Most of you don't know me because Judy and I tend to keep to ourselves and are not what you'd call social activists. Still, we feel fortunate to live in a place where we love it and near a community as progressively energetic as Perham is. We do almost of our business within Perham because we believe it's important to support the businesses here. Every week we faithfully read the Perham paper from cover to cover, and we've noticed time and again at the center of everything about this good place to live are Perham's schools, which brings me back to my opening statement concerning being very biased.

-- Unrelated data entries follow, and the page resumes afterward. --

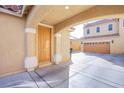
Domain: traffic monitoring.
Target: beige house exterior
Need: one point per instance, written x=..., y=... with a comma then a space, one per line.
x=19, y=35
x=109, y=39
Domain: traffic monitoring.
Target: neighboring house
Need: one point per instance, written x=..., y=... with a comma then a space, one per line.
x=103, y=36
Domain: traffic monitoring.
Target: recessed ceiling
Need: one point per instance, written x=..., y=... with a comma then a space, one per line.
x=58, y=13
x=16, y=10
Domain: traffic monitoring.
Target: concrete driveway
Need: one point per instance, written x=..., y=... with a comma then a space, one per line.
x=87, y=70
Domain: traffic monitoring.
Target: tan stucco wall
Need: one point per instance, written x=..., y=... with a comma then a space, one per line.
x=12, y=46
x=103, y=29
x=76, y=45
x=118, y=46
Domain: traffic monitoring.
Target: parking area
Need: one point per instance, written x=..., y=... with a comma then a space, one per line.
x=86, y=70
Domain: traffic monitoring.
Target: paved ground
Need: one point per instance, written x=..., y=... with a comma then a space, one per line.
x=85, y=71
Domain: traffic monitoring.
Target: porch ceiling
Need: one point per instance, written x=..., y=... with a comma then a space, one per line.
x=53, y=14
x=56, y=14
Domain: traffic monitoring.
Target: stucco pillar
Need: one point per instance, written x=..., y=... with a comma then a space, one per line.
x=30, y=62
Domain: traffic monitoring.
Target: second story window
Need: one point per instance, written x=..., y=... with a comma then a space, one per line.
x=88, y=31
x=110, y=27
x=98, y=29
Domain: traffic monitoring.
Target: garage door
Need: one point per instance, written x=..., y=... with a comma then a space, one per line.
x=99, y=47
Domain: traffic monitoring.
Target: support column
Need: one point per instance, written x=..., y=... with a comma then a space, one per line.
x=31, y=61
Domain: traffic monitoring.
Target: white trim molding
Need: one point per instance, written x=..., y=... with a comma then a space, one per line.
x=30, y=30
x=97, y=41
x=31, y=63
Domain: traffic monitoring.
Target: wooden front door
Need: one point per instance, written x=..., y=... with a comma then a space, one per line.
x=44, y=44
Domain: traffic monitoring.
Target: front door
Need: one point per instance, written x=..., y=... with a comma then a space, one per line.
x=44, y=44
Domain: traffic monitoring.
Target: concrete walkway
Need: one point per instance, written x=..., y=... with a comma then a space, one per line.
x=86, y=70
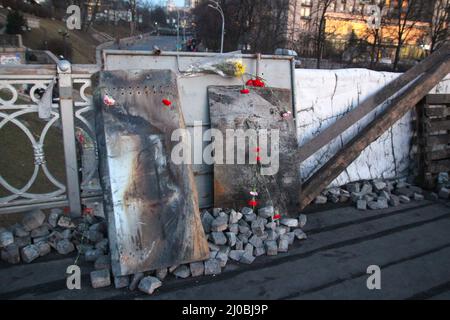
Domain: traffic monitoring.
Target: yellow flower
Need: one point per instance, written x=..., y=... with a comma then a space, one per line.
x=239, y=68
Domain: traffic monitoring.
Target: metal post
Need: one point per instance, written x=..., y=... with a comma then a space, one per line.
x=223, y=31
x=68, y=126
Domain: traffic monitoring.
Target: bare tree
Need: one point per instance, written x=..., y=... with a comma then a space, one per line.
x=133, y=21
x=406, y=14
x=375, y=30
x=320, y=37
x=439, y=24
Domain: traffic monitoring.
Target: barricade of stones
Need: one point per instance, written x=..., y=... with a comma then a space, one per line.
x=38, y=234
x=238, y=236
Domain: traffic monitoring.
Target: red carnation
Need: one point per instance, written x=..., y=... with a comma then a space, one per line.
x=88, y=211
x=258, y=83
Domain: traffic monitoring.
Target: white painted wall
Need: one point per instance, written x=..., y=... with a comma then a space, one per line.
x=323, y=96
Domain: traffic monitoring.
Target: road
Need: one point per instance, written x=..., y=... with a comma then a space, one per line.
x=411, y=245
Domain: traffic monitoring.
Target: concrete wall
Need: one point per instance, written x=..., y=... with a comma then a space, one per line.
x=323, y=96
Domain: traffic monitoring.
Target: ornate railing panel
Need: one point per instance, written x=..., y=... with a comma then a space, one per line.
x=19, y=97
x=21, y=89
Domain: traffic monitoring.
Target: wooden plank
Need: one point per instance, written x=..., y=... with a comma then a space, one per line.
x=261, y=109
x=368, y=105
x=438, y=99
x=151, y=202
x=437, y=125
x=438, y=155
x=438, y=166
x=398, y=107
x=434, y=111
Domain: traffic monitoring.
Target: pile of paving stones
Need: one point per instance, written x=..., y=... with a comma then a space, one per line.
x=237, y=236
x=378, y=194
x=38, y=234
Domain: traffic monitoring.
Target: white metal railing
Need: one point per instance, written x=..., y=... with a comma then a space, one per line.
x=71, y=111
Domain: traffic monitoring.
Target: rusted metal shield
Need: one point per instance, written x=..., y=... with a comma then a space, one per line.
x=151, y=203
x=262, y=108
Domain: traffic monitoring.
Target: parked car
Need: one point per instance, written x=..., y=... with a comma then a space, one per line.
x=291, y=53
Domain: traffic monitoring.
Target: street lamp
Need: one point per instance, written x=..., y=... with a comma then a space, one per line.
x=216, y=6
x=64, y=34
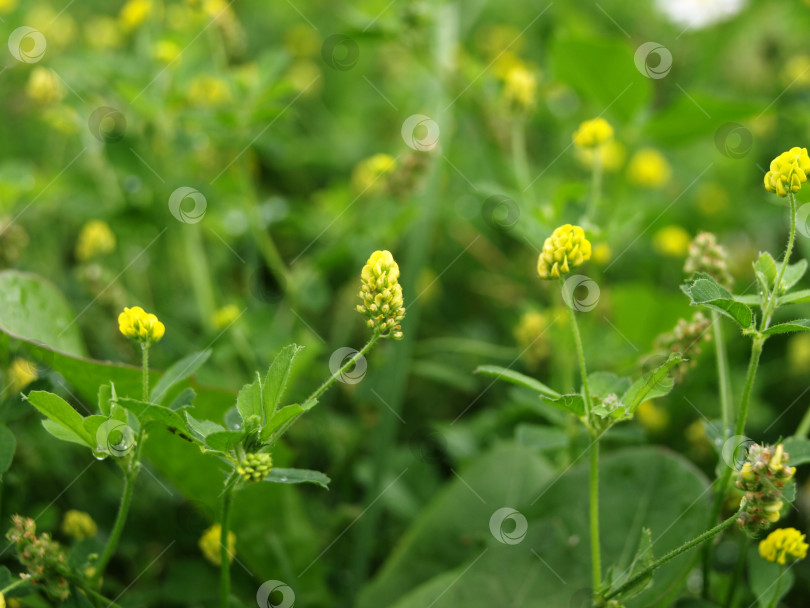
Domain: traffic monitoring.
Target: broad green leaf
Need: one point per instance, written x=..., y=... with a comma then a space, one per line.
x=178, y=372
x=61, y=412
x=466, y=537
x=799, y=450
x=603, y=71
x=786, y=328
x=298, y=476
x=33, y=309
x=224, y=440
x=705, y=291
x=276, y=380
x=655, y=383
x=514, y=377
x=8, y=443
x=793, y=274
x=764, y=579
x=280, y=418
x=249, y=400
x=574, y=404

I'm definitely going to vote yes on the upcoming school referendum, and for what I consider no-brainer reasons. When I taught at Marshall in Southwestern Minnesota, I was the school's Teacher of the Year in 1996, Southwest Minnesota's Teacher of the Year in 1997, a semi-finalist for Minnesota's Teacher of the Year in 1997, Wal-Mart's Teacher of the Year in 1997, and elected to Marshall School's Hall of Honor in 2005. Now I know this sounds as if I'm very full of myself, but that's not at all why I mention these things. I know what a very good school looks like, and Perham has one of the best I've ever run across. During my career I served on several North Central Evaluation teams and went all over Minnesota to grade public schools. I saw none that were any better than Perham's school system and many that were far less impressive. In both curricular and extra-curricular areas your schools are a community treasure and one of which you should be exceedingly proud. This accomplishment in a time when school after school is having to cut back on staff, programs, and extracurriculars is extraordinary and no accident. It's a matter of many people working very hard to achieve the goal of excellence: administration, school board, staff, support staff, students, parents, businesses, and community. More than ever, in these days it's also a matter of shared sacrifices.
I realize why some of you are urging a no vote on this referendum, and it's not up to me to second-guess your situations. From a personal perspective, the inevitable and substantial raise in my personal property taxes will not be easy for us. Still, I can't come up with a single place in which I'd rather invest than in the future of my community's young people. I absolutely believe our Superintendent when she says the referendum is not about frills but about maintaining what we have, and there have been superintendents I haven't trusted much farther than I could throw them. One way I guarantee that you can turn a school into a mediocre one is by needlessly increasing class sizes and by showing what is clearly an excellent staff that you really don't value their work and commitment that much. I hope and pray that enough of you see things as I do come election day.